Baruch Spinoza was a 17th-century Jewish-Dutch philosopher whose writings provided the groundwork for the Enlightenment and contemporary biblical criticism. Spinoza’s “Ethics” is one of the fundamental works of Western thinking, describing full cosmology and a picture of reality, while providing instruction for leading an ethical life. The book describes God as the natural order, with humans being the “modes” of God. Everything that happens, per Spinoza’s thinking, follows from the nature of God.

This “pantheism” of Spinoza was part of Einstein’s own spiritual view of the world, as he told to Rabbi Herbert S. Goldstein:

“I believe in Spinoza’s God, who reveals himself in the harmony of all that exists, not in a God who concerns himself with the fate and the doings of mankind.”

Check out this video on Spinoza’s philosophy:

PHILOSOPHY – Baruch Spinozawww.youtube.com

By his own admission, this book by an 18th-century Scottish philosopher, that looked to understand the link between science and human nature, had a big influence on Einstein. Hume’s accomplishment of articulating a scientifically moral philosophy appealed to the physicist as did the book’s call to move from metaphysical speculation towards facts you can observe. There was also an important caveat to this, according to Hume, that observation alone cannot grasp the laws of nature. This implication had a profound impact on the development of Einstein’s counter-intuitive ideas.

Johann Goethe. Photo by Hulton Archive/Getty Images

Perhaps the most sizable part of Einstein’s large collection of books belonged to the German author Johann von Goethe.
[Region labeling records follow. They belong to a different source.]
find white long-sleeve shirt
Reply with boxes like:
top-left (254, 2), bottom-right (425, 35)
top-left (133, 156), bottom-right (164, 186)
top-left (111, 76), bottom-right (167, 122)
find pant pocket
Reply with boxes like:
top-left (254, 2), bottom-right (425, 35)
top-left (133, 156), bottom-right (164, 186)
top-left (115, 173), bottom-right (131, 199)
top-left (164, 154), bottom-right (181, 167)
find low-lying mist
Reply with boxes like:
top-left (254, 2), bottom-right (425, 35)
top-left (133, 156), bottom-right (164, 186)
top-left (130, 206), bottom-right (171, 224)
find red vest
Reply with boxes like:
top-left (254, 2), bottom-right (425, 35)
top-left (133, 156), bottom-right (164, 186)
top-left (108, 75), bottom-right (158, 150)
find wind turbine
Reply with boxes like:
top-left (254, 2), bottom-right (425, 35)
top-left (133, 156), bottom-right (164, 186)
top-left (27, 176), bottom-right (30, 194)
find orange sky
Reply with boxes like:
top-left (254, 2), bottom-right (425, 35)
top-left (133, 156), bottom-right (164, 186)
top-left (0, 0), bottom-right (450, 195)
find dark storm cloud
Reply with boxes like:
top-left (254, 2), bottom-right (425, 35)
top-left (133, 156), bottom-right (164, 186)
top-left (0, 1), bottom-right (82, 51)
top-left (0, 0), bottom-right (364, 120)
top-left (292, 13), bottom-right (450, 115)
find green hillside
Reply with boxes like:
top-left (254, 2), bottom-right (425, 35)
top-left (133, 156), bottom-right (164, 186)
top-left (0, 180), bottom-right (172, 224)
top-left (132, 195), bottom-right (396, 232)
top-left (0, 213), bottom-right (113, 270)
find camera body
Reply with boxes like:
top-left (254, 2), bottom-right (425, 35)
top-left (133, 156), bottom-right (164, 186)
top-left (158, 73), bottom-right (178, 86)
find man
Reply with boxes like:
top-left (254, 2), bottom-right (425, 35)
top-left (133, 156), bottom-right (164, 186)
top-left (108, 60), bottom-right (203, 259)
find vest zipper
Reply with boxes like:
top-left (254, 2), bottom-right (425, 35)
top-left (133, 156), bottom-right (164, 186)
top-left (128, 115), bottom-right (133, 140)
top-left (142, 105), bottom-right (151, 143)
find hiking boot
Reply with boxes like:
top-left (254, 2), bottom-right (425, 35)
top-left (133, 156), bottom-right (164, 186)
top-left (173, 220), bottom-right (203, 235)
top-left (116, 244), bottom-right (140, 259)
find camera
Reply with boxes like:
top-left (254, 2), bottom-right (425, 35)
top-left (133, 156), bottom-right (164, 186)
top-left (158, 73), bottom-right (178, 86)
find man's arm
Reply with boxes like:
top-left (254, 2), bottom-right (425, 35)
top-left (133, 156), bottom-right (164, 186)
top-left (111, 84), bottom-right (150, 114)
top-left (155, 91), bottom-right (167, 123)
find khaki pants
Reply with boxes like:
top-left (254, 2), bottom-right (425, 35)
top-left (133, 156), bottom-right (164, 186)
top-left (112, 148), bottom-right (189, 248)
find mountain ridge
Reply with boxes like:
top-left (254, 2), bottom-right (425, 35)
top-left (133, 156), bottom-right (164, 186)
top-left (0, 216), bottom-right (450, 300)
The physicist owned the collected works of the author in a 36-volume edition, along with an additional 12 volumes as well as 2 volumes of the “Optics” (including a letter exchange between Goethe and Schiller), and another volume of “Faust”.

Einstein kept a bust of Goethe and was known to quote the writer to his German-speaking assistants. In a 1932 letter to Leopold Casper, Einstein wrote that he admired Goethe as “a poet without peer, and as one of the smartest and wisest men of all time.” He added that “even his scholarly ideas deserve to be held in high esteem, and his faults are those of any great man.”

If you’re looking for more great books enjoyed by the world-changing scientist, it is known that he also loved “The Brother Karamazov” by Fyodor Dostoyevsky and “Isis Unveiled” – a mystical tract by the theosophist Helena Petrovna Blavatsky.